I’ve seen this same optimism in many similar students. In another part of the city and at a very different kind of institution, a prestigious research university, you will find far fewer of the kind enrolled at the community college. But there are some.
Roberto—whose name has been changed, again due to confidentiality agreements— knew little English when he came to the United States at the age of fifteen. He had grown up in a small rural town in Guatemala. Through extraordinary effort he learned his second language, excelled in his working-class high school, and was admitted with full financial aid to the university. Along with grants, his aid package included work-study support and loans.
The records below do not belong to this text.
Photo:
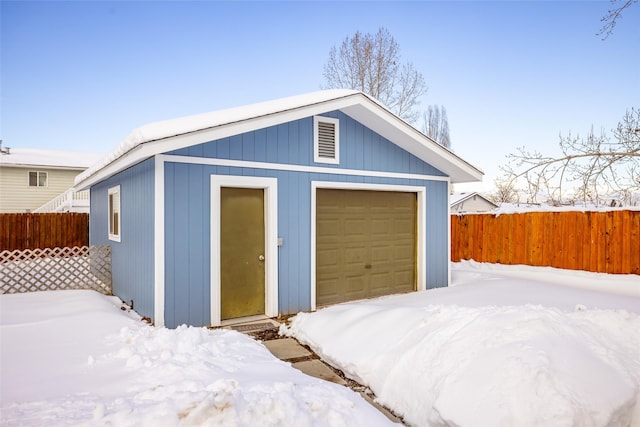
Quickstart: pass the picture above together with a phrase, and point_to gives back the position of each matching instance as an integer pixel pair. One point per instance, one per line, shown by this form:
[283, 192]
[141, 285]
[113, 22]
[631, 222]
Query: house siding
[132, 257]
[187, 208]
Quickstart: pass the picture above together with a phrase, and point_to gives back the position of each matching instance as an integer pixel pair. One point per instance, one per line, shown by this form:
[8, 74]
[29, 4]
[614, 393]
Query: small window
[114, 213]
[37, 179]
[326, 140]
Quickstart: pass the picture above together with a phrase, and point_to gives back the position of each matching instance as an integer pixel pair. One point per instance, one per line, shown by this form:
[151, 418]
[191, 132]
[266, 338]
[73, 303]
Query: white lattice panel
[31, 270]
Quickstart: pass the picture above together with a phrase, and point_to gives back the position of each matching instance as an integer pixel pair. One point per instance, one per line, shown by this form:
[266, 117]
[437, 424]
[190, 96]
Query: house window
[326, 140]
[37, 179]
[114, 213]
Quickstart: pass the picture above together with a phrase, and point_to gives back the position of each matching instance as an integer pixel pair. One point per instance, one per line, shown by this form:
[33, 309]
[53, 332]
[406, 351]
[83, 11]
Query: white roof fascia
[148, 149]
[415, 142]
[355, 104]
[36, 166]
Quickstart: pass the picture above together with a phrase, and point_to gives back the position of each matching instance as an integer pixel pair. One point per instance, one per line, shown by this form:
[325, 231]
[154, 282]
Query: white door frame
[421, 193]
[270, 187]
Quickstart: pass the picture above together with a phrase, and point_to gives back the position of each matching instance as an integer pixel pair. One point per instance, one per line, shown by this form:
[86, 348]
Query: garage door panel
[328, 228]
[375, 244]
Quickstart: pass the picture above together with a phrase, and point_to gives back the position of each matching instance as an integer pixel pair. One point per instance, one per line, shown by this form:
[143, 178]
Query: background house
[470, 202]
[273, 208]
[30, 178]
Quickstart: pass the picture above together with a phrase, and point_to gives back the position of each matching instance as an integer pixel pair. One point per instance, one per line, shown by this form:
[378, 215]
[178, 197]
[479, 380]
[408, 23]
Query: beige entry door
[366, 243]
[242, 252]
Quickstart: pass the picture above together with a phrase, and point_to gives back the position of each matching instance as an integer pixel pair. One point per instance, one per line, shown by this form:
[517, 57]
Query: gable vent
[326, 140]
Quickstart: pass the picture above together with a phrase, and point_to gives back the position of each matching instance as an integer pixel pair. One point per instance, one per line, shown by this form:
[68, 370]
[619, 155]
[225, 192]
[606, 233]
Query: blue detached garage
[273, 208]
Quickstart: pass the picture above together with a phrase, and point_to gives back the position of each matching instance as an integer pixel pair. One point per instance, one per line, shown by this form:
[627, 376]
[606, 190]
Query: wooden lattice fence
[31, 270]
[20, 231]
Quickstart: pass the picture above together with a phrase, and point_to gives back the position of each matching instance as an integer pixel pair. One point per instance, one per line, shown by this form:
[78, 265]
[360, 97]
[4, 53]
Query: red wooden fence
[43, 230]
[604, 242]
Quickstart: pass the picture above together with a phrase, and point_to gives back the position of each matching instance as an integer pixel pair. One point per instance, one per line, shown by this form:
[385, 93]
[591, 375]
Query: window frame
[39, 174]
[316, 143]
[114, 217]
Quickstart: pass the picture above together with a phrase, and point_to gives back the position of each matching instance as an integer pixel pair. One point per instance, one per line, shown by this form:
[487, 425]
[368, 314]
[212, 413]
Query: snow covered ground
[75, 358]
[504, 346]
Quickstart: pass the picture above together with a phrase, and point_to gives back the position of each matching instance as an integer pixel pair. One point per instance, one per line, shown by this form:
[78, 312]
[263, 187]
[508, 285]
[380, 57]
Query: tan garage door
[365, 244]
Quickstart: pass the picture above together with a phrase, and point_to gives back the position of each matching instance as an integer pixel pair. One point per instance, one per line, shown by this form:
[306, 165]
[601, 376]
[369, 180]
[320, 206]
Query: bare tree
[436, 125]
[505, 192]
[610, 20]
[371, 63]
[594, 168]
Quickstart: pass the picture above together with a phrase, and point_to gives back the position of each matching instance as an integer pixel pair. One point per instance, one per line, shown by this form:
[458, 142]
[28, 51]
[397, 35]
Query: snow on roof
[458, 197]
[353, 105]
[49, 158]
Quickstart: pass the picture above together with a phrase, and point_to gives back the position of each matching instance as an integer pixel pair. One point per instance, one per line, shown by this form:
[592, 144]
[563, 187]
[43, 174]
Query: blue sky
[82, 75]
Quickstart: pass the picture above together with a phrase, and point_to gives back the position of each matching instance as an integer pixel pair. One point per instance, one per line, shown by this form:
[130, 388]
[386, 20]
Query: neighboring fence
[87, 267]
[69, 201]
[604, 242]
[43, 230]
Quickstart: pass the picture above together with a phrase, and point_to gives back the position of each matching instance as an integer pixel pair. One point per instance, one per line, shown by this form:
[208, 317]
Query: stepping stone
[381, 408]
[286, 348]
[318, 369]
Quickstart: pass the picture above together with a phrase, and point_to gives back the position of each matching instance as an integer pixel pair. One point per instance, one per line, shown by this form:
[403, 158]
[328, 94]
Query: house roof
[456, 198]
[31, 157]
[159, 137]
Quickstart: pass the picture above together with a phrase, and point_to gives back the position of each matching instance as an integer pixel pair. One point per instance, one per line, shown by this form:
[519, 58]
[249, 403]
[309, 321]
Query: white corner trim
[158, 242]
[421, 194]
[448, 234]
[270, 186]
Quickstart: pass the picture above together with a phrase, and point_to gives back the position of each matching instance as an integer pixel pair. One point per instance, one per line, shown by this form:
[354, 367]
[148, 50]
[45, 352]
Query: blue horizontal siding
[131, 258]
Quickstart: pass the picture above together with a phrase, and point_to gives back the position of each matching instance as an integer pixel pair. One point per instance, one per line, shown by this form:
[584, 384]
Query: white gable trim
[158, 138]
[297, 168]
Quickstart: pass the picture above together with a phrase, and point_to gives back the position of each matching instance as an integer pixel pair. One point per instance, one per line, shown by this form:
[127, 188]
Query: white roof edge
[158, 137]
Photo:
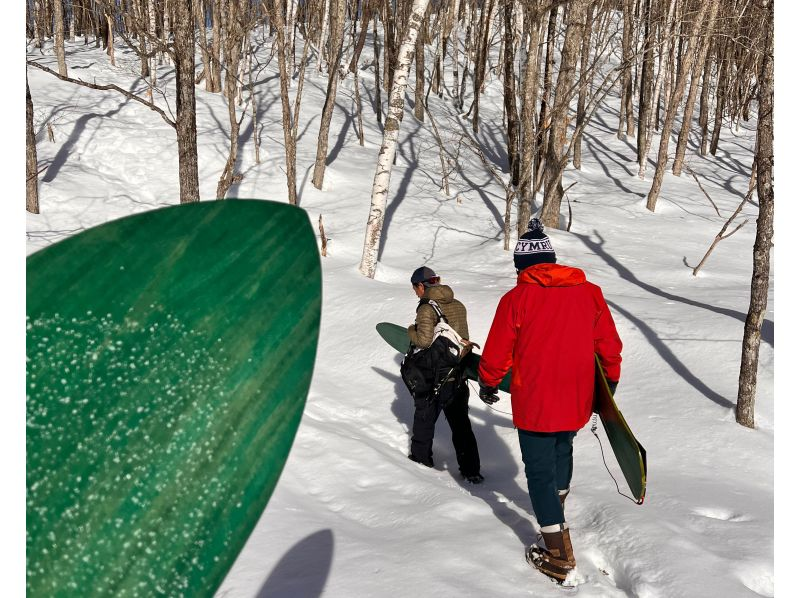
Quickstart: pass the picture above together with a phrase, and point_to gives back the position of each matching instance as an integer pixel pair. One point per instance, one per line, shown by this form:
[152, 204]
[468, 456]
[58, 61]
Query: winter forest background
[400, 124]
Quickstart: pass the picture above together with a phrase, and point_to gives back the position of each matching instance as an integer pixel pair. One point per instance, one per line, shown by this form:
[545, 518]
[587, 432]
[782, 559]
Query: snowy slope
[351, 515]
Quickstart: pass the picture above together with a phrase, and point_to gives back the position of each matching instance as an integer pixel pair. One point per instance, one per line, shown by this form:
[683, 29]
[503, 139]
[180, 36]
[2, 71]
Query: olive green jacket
[421, 332]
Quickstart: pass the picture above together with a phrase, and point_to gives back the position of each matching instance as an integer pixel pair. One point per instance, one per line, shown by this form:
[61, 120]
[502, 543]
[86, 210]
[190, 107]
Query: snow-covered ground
[351, 515]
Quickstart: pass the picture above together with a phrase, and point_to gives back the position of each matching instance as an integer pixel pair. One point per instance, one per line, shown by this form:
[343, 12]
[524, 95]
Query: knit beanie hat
[533, 247]
[424, 275]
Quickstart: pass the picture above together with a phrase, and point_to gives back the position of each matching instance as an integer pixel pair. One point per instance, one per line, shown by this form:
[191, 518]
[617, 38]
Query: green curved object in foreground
[169, 355]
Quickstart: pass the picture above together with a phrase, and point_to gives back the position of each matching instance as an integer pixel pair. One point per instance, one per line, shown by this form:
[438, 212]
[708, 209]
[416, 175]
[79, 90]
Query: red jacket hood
[551, 275]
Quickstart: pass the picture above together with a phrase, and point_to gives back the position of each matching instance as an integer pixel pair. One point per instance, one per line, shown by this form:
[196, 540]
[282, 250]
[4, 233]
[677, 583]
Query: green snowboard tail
[169, 355]
[630, 455]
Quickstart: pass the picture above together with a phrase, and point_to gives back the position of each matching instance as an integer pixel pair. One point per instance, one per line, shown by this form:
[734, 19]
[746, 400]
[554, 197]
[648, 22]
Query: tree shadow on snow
[303, 571]
[767, 328]
[66, 149]
[499, 466]
[676, 364]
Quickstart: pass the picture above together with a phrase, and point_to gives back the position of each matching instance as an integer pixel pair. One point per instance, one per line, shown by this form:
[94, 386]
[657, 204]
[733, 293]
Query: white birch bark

He was able to live on campus for his first two years, but for the last two he had to move back home, across town, to a two-bedroom apartment that, at the time, was home to between seven and eleven people. He worked in a restaurant during the morning, took classes in the afternoon, and stayed in the library until 10:30 at night. Somehow, amid his studies, he found time to run a program that tutored students in a low-income, predominantly Latino community. He graduated last year in political science with a 3.3 GPA and $27,000 debt, which is close to the national average.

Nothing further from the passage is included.